Ferrari didn't waver with its set-up and as the track got better its lower downforce and drag approach started to bring the rewards

Getting the best out of a car for each individual track is about the set-up compromises that you have to make. At venues such as Monaco, Hungary and Singapore, which are all maximum downforce, it's just about how much downforce you can generate, and from what we've seen so far in 2019, Mercedes seems to have that edge. But for a track like Montreal the compromise set-up is very different.

Montreal is a circuit where you can actually run a fairly wide downforce range and produce a very similar lap time. Just taking the two cars at the front of the field, Mercedes looks like it had chosen to run at the higher end of the downforce, and hence drag, level. This will give it less risk of potential tyre warm-up issues and reduced tyre degradation, but at the price of slower straightline speed.

Ferrari, on the other hand, is at the lower end of the downforce, and hence drag, level, so might just suffer more tyre warm-up issues and worse degradation. But even if those problems do arise, it will keep a straightline-speed advantage.

Other than the four wheels and tyres, the rear wing is one of the highest drag components on a current F1 car. But its angle and its configuration is adjustable, and if you look at pictures of various cars from Montreal, you'll see the differences in set-up that I'm talking about.

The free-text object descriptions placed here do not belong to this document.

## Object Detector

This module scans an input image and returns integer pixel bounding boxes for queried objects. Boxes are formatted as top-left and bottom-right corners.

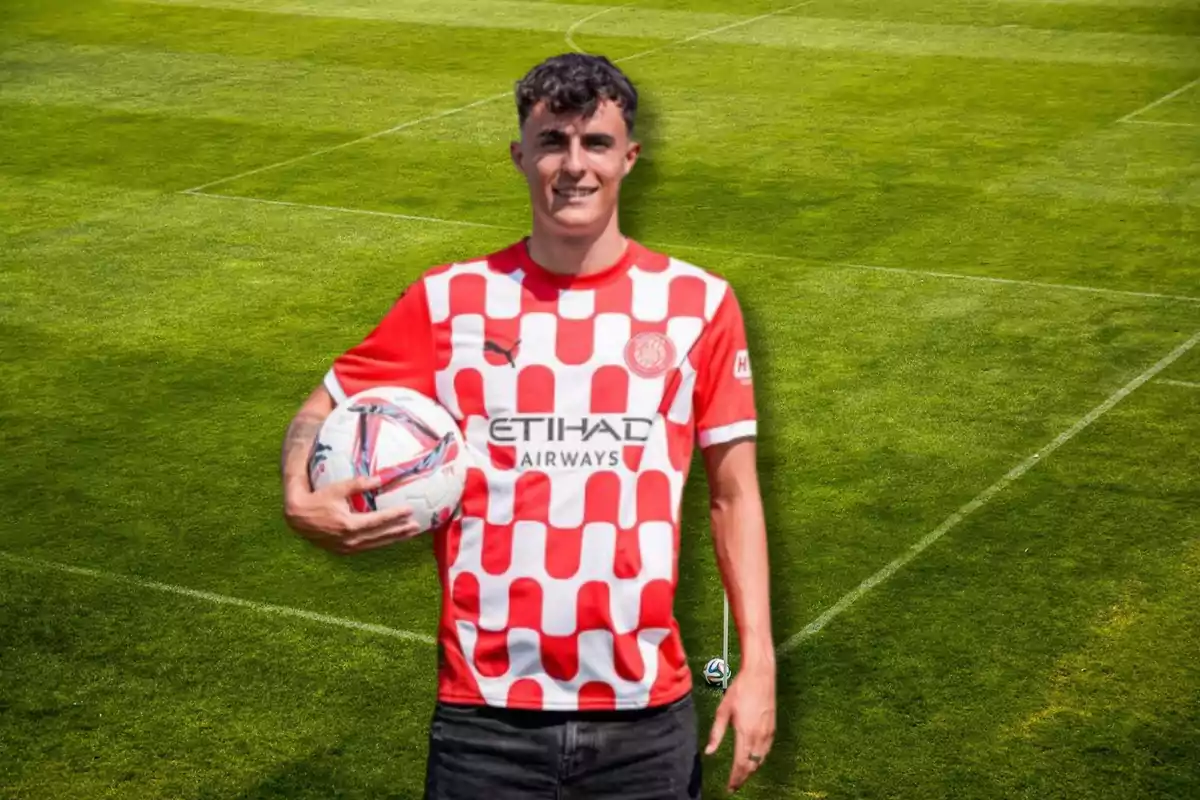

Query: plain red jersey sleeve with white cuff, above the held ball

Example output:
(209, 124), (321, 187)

(324, 281), (436, 403)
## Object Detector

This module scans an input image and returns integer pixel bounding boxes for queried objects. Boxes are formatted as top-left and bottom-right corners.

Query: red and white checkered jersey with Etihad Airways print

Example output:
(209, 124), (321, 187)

As a very rough rule of thumb, a wing angle reduction that would equate to a loss of 10kg of downforce will give you a speed increase of around 1km/h. So if you're looking for 10km/h, you need to give up roughly 100kg of downforce. When you consider that current F1 cars produce around 1400kg of downforce at around 250km/h, that 100kg is quite a large percentage.

All things being equal and the tyres warming up as required, the Mercedes will be faster through the corners and the Ferrari will be faster down the straight. And that is the set-up that each team's individual simulations have shown is the best compromise for each of them.

Each team will have run through countless simulations and as long as the data they have fed into those simulations is correct, then their individual set-ups will be the result. But they won't have the data on what the grip level would be for driving around on the roads of a construction site, which is what Montreal looked like for at least the first day given its dirty surface.

That's the sort of thing that can really throw you astray. Mercedes would initially have been in better shape, but Ferrari didn't waver with its set-up and as the track got better its lower downforce and drag approach started to bring rewards.

Would Mercedes be slower around the corners with less downforce and hence less drag? Probably. Would it be faster on the straights? Definitely. Would it produce a faster lap time? Possibly, but those simulations show that what it had is the best for its situation.

The exact opposite is true for Ferrari. Again, its simulations show that what it's running is the best for its design.

Adding more confusion to the equation, along comes the dreaded DRS, which at a place like Montreal can give you a speed increase in excess of 15km/h. So a higher downforce producing car tucked in behind a lower downforce producing car with its DRS open will be looking after the tyres better and might just have the chance of nipping past.

That's what Mercedes was banking on if Ferrari qualified ahead. If you look back at when Red Bull won four world championships, its car was a rocketship as far as lap time was concerned, but not fast on the straights.

If Red Bull qualified on pole, which it often did, and could get away at the start, which it often did, then job done. If it didn't, then the team hit trouble.

Vettel showed that being able to get out of the DRS zone over the first couple of laps meant that Mercedes, with its deficit in straightline speed, was not able to challenge down Montreal's long straights.

So, in effect, as far as Ferrari and Vettel were concerned, job done. That was until the stewards stepped in, turning what should have been a memorable race into one that will always be looked back on for the wrong reasons.